関越道に引かれた「緑色ライン」の正体 渋滞緩和の秘密兵器か、それとも新たな事故の原因か?
ETCの普及により、高速道路の渋滞は減少している。対策次第で渋滞を緩和することは可能だ。さて、NEXCO東日本が導入した“緑色のライン”をご存じだろうか。
交通流の改善
「車線キープグリーンライン」と呼ばれるこのラインは、関越自動車道(下り)東松山ICから本線への進入路と、IC付近の本線走行車線に設置されている。
グリーンラインの目的は、ドライバーにラインに従って走行車線の左側を左側通行するよう促すことで、追い越し車線への車両の集中や無理な車線変更の必要性を減らすことにある。渋滞や事故の減少が期待される。また、グリーンラインに沿って走行すれば、自然と正しい方向の本線に合流するため、逆走防止にも効果が期待できる。

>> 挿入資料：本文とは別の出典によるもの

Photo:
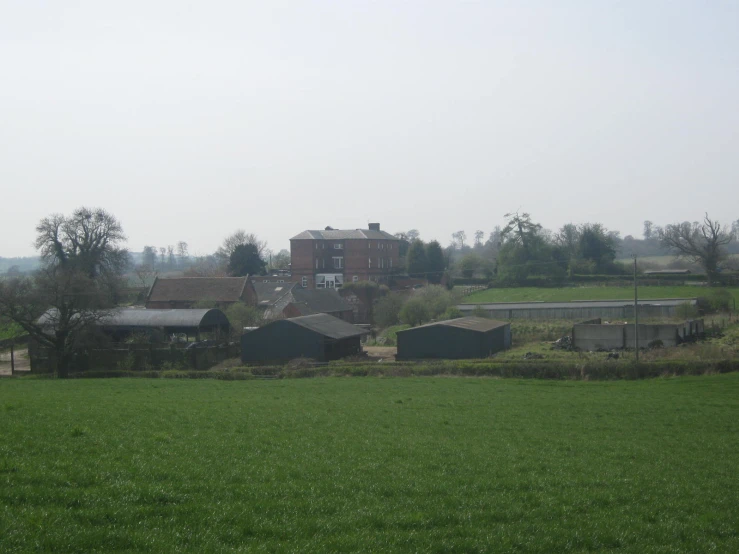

さて、実際の効果はどうなのだろうか。第42回交通工学研究発表会での「関越道(下)における車線キープグリーンラインによる渋滞対策の効果検証」という論文によると、渋滞時の交通流率は、グリーンライン設置前が毎時4121台だったのに対し、設置後は毎時4179台となり、毎時58台(1.8%)増加した。
車線別の交通流率も、第1走行車線が11.8%、第2走行車線が1.4%増加したのに対し、追い越し車線は2.8%減少した。
論文は「車線キープグリーンラインは渋滞対策効果があり、簡易的なソフト対策として機能することを明らかにした」としている。